オリジナルラヴの田島貴男をヴォーカルに迎え、第2期ピチカートファイヴがスタートしたが、私は内心不安でいっぱいだった。正常な男の子としては、ピチカートファイヴは佐々木麻美子であるべきであった。男臭いピチカートファイヴなんぞ御免である。
前作から一転、汗臭くないソウルという、まるでマットビアンコみたいな謳い文句のアルバムだったが、そのサウンドはどこか探り探りな印象を受けた。「カップルズ」で展開されたソフトなメロディーに、田島のヴォーカルがそのまま乗る。あれ、違うぞ、と感じたのは、私だけではないはずだ。
しかし、その懸念は次のアルバムで払拭される。「女王陛下のピチカートファイヴ」は、バート・バカラックに傾倒している小西が作り上げた、映画のない映画音楽だった。
田島のヴォーカルにどっしり重きを置いていた「ベリッシマ」に比べ、中心は小西&高浪のサウンドへ移った。加えて、様々なゲストミュージシャンの参加で、バラエティ豊かなアルバムになった。これは次の「月面軟着陸」へとつながり、ピチカートファイヴのサウンドが確立され始めた。
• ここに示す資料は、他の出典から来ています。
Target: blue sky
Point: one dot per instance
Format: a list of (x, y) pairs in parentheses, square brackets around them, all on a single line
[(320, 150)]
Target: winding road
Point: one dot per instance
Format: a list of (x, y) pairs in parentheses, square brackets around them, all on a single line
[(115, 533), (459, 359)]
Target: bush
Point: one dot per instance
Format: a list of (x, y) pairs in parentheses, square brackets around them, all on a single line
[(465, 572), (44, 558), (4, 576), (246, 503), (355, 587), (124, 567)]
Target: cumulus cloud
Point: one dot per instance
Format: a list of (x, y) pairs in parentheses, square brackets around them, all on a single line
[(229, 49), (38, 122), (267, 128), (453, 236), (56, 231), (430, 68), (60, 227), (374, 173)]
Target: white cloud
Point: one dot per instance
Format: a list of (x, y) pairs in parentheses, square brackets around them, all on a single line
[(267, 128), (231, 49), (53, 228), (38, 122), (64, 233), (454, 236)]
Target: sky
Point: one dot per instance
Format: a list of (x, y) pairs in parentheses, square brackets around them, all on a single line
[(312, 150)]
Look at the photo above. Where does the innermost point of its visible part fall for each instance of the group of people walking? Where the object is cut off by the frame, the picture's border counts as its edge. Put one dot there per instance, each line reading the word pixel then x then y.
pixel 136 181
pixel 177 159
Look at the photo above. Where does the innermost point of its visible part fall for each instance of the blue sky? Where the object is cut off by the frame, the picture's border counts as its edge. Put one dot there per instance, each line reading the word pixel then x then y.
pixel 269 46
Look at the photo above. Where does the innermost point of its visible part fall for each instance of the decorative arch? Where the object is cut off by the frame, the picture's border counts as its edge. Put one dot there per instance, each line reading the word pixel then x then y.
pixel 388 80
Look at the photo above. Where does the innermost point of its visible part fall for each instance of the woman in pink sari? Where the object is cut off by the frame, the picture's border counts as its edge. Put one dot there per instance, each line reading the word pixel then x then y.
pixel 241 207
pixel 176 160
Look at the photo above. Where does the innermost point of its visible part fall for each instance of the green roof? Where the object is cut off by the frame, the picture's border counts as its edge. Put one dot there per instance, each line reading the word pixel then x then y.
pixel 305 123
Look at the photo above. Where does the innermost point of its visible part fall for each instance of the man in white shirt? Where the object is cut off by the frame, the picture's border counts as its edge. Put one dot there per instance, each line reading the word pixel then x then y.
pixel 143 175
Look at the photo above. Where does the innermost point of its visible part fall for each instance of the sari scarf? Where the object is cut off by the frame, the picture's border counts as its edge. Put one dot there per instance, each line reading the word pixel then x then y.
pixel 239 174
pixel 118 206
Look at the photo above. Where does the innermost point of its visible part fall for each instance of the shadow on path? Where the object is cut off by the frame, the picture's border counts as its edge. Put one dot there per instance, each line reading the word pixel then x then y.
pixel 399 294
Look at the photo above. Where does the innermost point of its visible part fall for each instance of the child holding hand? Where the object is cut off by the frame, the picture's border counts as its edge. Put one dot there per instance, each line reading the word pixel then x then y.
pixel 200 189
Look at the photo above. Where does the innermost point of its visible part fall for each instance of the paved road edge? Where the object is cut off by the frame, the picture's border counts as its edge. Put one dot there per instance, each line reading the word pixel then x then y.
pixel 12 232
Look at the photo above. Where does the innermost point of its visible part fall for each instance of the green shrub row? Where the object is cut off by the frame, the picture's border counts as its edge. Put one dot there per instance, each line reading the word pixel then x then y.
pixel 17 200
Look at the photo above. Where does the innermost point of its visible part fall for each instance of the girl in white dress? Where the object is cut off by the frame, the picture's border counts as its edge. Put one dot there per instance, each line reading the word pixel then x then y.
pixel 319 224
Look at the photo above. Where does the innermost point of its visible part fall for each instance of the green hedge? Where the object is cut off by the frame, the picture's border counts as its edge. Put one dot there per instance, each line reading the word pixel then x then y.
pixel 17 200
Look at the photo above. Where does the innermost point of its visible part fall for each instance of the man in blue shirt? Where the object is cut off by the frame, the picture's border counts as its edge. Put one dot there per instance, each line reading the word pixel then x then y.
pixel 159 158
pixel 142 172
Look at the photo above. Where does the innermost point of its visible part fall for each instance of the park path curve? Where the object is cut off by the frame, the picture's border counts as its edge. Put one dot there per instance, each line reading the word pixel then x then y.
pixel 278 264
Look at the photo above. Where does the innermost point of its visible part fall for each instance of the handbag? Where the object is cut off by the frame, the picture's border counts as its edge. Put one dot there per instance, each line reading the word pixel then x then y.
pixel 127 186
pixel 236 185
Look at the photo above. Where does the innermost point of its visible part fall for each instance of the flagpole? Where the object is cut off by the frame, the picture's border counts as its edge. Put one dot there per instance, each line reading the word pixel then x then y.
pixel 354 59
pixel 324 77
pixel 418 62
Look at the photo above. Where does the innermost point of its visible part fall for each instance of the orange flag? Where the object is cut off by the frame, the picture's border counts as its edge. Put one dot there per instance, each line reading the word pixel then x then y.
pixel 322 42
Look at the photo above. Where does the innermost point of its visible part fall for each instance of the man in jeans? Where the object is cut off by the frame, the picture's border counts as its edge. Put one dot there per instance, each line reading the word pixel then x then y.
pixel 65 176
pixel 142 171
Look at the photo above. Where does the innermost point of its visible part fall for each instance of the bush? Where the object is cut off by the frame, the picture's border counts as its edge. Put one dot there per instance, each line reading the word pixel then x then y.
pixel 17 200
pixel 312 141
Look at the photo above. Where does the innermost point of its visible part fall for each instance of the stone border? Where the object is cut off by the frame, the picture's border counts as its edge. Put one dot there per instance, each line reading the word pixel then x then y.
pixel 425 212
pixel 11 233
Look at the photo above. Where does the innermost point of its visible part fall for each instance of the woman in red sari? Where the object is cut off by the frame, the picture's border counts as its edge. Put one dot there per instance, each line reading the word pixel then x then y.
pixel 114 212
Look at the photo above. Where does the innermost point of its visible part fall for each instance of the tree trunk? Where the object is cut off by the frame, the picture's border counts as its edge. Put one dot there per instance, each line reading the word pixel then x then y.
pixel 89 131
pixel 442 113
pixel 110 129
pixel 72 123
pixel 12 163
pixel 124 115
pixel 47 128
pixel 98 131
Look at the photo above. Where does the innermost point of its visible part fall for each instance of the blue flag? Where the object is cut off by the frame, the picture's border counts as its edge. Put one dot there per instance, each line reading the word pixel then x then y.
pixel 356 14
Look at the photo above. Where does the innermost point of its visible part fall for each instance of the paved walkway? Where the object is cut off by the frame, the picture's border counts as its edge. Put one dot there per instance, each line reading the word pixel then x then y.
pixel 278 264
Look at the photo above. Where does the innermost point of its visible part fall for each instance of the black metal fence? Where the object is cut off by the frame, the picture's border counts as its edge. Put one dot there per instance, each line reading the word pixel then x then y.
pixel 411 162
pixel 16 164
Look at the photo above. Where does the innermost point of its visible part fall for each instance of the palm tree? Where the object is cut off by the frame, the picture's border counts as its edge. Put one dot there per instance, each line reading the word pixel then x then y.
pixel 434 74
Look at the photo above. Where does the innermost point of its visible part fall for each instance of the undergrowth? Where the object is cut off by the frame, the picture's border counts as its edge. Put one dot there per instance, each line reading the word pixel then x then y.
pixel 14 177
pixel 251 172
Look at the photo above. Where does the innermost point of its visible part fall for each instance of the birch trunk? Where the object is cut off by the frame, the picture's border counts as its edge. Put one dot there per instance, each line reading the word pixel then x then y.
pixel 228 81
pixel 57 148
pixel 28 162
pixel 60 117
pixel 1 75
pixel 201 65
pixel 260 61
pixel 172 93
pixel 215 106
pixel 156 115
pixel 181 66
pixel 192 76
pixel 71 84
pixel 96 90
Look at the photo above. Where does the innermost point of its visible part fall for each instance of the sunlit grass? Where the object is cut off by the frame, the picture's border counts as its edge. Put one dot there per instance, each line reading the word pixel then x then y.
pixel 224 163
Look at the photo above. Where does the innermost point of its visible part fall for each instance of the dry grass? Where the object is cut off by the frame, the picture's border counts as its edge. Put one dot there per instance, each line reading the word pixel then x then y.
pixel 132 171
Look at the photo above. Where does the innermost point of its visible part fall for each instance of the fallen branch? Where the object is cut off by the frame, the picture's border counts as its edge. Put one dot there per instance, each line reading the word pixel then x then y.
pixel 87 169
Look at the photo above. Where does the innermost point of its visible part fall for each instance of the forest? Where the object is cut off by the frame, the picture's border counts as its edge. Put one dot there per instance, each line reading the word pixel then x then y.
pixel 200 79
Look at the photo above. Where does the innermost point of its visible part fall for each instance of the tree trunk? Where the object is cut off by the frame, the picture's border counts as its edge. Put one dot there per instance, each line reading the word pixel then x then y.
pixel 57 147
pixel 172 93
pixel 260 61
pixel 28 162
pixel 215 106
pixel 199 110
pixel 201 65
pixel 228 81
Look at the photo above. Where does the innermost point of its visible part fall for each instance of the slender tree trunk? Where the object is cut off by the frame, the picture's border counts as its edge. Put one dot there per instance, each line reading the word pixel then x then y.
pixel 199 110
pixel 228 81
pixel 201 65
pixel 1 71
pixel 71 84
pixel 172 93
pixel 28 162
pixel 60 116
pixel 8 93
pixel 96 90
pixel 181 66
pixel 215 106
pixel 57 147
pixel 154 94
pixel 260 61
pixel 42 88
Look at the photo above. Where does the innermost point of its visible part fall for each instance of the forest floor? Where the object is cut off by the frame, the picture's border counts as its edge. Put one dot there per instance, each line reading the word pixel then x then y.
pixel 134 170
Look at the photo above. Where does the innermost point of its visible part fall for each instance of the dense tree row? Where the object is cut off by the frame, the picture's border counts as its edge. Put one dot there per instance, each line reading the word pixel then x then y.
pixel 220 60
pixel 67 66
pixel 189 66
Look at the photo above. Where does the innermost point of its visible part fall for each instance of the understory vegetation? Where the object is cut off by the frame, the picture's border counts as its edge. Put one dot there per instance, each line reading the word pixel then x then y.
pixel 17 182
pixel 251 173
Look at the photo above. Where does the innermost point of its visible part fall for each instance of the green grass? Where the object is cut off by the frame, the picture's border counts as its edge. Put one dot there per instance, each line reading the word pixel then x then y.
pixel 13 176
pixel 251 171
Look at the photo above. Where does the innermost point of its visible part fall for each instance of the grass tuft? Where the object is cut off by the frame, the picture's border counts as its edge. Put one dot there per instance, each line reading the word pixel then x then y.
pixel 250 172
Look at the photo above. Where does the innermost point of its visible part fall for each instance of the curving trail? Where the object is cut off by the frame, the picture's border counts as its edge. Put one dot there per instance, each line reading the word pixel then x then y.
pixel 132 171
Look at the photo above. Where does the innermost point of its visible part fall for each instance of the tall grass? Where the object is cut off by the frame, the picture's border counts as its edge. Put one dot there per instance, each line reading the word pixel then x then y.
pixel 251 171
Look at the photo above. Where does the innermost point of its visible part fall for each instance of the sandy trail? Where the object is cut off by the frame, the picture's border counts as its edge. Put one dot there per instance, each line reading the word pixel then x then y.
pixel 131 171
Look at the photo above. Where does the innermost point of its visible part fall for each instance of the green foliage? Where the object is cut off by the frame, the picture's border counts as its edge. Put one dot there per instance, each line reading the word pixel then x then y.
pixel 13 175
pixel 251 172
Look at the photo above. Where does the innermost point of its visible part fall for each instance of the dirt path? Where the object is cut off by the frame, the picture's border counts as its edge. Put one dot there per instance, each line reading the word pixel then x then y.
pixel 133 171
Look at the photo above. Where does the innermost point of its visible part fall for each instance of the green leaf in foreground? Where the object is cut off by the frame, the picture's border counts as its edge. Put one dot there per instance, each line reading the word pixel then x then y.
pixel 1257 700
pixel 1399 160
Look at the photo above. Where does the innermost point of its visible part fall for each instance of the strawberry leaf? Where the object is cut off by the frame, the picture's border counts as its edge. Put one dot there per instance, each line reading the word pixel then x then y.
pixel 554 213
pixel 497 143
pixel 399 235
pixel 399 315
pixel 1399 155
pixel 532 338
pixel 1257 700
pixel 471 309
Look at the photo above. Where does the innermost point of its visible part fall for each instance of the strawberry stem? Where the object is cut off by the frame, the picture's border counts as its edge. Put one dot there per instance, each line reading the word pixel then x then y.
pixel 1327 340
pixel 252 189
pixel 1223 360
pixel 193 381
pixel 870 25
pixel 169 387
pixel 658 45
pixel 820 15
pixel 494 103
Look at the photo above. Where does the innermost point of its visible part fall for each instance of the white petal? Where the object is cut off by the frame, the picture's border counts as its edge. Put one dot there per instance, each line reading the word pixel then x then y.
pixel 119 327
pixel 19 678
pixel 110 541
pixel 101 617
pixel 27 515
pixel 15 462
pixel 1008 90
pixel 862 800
しかし、ここで田島貴男がオリジナルラヴの活動に専念するということで脱退。第2期ピチカートファイヴの終焉である。
次のヴォーカルは誰か。私は、戸川京子あたりが有力だと思っていた。彼女自身、ピチカートファイヴの大ファンであり、「月面軟着陸」にもゲストヴォーカルとして参加、また彼女のアルバム「O'can」では、全詞を小西氏が書いている。
誰しも待ち望んでいた次のヴォーカル、それは、意外にも元ポータブルロック、野宮真貴だった。ピチカートファイヴ、怒涛の第3期の幕が開ける・・・。